Labroides bicolor is a species of wrasse endemic to the Indo-Pacific, Indian Ocean and Pacific Ocean and is known by various names including bicolor cleanerfish, bicolor cleaner wrasse, bicolored cleaner wrasse, bicolour cleaner wrasse, cleaner wrasse, two-colour cleaner wrasse and yellow diesel wrasse.

Description

Although the IUCN said both males and females are not dimorphic and have the same color pattern, other sources say the male is black with light color in the back of the body and the female is gray with black while the juvenile is yellow and black.

Distribution and population
The countries that it occurs includes American Samoa, Australia, British Indian Ocean Territory, China, Christmas Island, Cocos Islands, Comoros, Cook Islands, Fiji, French Polynesia, Guam, India, Indonesia, Japan, Kenya, Kiribati, Madagascar, Malaysia, Maldives, Marshall Islands, Mauritius, Mayotte, Micronesia, Mozambique, Myanmar, Nauru, New Caledonia, Niue, Northern Mariana Islands, Oman, Palau, Papua New Guinea, Philippines, Réunion, Samoa, Seychelles, Singapore, Solomon Islands, Somalia, South Africa, Taiwan, Tanzania, Thailand, Tokelau, Tonga, Tuvalu, United States Minor Outlying Islands, Vanuatu, Vietnam, Wallis and Futuna and Yemen.
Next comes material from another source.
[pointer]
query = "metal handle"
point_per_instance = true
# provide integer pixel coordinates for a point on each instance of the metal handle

Given its wide range, the exact population is unknown but is considered relatively common except in the Philippines and Malaysia where it is rare in some sites.

Habitat and ecology

It is found in abundant coral areas from sub-tidal reef flats to deeper lagoons and seaward reefs and has a depth of 40 meters. Unlike other cleaner wrasses, this fish spans larger areas to clean and is cleans more during the day when it is active. It feeds on crustacean ectoparasites such as gnathiidae and fish mucus and, both individually and in groups, it will also clean sharks and rays such as grey reef shark, whitetip reef shark; Labroides bicolor will also clean other. At night, it may sleep in a mucous cocoon.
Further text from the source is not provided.